小松さんがみりちゃむさんに、ぜひ体験してほしいと紹介してくれたのは・・・
<みりちゃむさん>
なんかちょっと形が違うプリクラっぽいですね_。失礼しまーす!_
この装置の内部には28台のカメラが組み込まれていて、みりちゃむさんの全身を撮影することができます。
10分後、髪の毛や服装までそっくりなアバターCG(分身)ができあがりました。
このアバターを昔の戦争の写真に合成し、あたかも自分がその場にいるかのような体験をつくりだすのが小松さんの研究です。
さきほどのみりちゃむさんのアバターを、原爆投下直後の広島の写真に合わせたのがこちらの画像です。単なる合成写真ではなく、アバターを写真の中で歩かせたり、自由に動かすことができます。
<みりちゃむさん>
普通に写真みてやるよりアバター作ってやるほうが「入っちゃえ!」って思うから。こっちのほうが興味もちやすい。
最初に紹介したウクライナのようなVRをつくるには、同じ場所を様々な角度から撮影し、複数の写真を組み合わせて3D加工することが必要です。そのため太平洋戦争などの過去の写真は、VRのようなリアルな空間を作り出すことが難しいといいます。
どのようにして、古い写真から当時のことをリアルに伝えるかが、小松さんの課題でした。
<小松尚平さん>
私が太平洋戦争の当時の写真を見たときに、無機質な感じがして何をどう見たらいいか分からなかったんです。今のZ世代はSNSなどで自分や友だち、ペットなど“自分に関係ある写真”に多く触れています。そのため自分とは関係のない写真には興味が持ちづらい。でもアバターという自分の分身があれば少なくともアバターの周りには興味が持てる。自分が歩いている道、その周りのがれき、隣に映っている人など、自分を中心に写真を見るようになるのではないかと思ったんです。
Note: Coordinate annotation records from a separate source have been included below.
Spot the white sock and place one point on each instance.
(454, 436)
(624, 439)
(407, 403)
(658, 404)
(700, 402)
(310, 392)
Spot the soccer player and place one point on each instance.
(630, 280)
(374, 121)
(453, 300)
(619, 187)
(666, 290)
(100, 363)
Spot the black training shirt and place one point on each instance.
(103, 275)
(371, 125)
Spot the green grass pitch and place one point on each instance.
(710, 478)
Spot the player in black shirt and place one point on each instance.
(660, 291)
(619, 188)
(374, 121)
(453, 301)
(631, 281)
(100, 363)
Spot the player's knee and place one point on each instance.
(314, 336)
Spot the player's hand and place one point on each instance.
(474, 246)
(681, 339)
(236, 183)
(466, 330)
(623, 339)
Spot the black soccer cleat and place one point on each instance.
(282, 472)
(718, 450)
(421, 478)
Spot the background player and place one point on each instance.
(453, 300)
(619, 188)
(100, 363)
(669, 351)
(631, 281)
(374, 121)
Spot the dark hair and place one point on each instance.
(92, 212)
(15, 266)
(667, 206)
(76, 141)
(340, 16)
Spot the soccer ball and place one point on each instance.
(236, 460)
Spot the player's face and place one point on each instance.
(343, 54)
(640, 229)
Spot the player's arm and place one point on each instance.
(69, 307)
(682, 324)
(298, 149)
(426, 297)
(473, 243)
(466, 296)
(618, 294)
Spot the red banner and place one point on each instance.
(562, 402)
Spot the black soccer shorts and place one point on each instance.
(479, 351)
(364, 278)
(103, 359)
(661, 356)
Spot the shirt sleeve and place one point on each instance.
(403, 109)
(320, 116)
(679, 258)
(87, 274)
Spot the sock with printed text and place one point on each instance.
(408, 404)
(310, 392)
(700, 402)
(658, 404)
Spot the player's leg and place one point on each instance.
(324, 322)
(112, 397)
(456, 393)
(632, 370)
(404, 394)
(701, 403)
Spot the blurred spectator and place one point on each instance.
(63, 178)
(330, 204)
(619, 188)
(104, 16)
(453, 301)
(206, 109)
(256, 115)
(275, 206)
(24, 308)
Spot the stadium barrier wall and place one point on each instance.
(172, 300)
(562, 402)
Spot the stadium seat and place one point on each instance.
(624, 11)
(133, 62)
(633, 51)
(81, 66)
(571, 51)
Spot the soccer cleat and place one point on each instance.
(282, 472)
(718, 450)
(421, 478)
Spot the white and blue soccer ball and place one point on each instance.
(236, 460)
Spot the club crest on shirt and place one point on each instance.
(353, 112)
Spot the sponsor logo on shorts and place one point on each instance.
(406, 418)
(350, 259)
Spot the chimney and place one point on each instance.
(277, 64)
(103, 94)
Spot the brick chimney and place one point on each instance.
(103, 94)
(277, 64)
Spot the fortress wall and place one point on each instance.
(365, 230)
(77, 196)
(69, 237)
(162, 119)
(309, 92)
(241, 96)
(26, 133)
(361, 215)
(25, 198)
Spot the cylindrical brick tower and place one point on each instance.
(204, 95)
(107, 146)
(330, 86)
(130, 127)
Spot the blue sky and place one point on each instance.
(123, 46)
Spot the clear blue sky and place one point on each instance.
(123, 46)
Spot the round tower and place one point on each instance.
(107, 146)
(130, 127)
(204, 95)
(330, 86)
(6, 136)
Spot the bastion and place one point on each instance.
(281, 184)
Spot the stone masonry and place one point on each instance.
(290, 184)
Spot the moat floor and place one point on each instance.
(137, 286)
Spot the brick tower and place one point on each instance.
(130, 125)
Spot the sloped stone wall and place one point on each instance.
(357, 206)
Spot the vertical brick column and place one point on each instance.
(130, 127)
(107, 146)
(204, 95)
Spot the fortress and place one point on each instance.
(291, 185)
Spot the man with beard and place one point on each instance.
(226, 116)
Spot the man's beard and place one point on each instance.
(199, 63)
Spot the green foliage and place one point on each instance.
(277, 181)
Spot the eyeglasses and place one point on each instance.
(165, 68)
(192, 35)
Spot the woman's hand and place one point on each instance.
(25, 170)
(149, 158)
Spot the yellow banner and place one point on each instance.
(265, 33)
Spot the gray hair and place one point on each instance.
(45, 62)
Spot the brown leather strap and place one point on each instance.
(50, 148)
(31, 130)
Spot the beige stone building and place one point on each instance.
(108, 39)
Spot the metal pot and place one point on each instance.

小松さんは今後この技術をさらに発展させ、ひとつの写真の中に複数の人のアバターを組み込んで、体験者同士で意見を交わしてもらうなど、新たな体験を作り出せないかと話していました。
取材を終えて
印象的だったのは、みりちゃむさんが、自分のアバターが原爆投下直後の広島に入り込んでいるのを見て「すごく興味深くて見入ってしまった」と話していたことでした。様々なコンテンツに囲まれて暮らしている若い世代に、戦争に目を向けてもらうことは簡単ではないと思います。しかしアプローチ次第ではもっと興味をもらえるのではないかと、今回の取材で感じました。今後、戦争に関する番組を作る上でもヒントをもらったようで、私自身も勇気づけられました。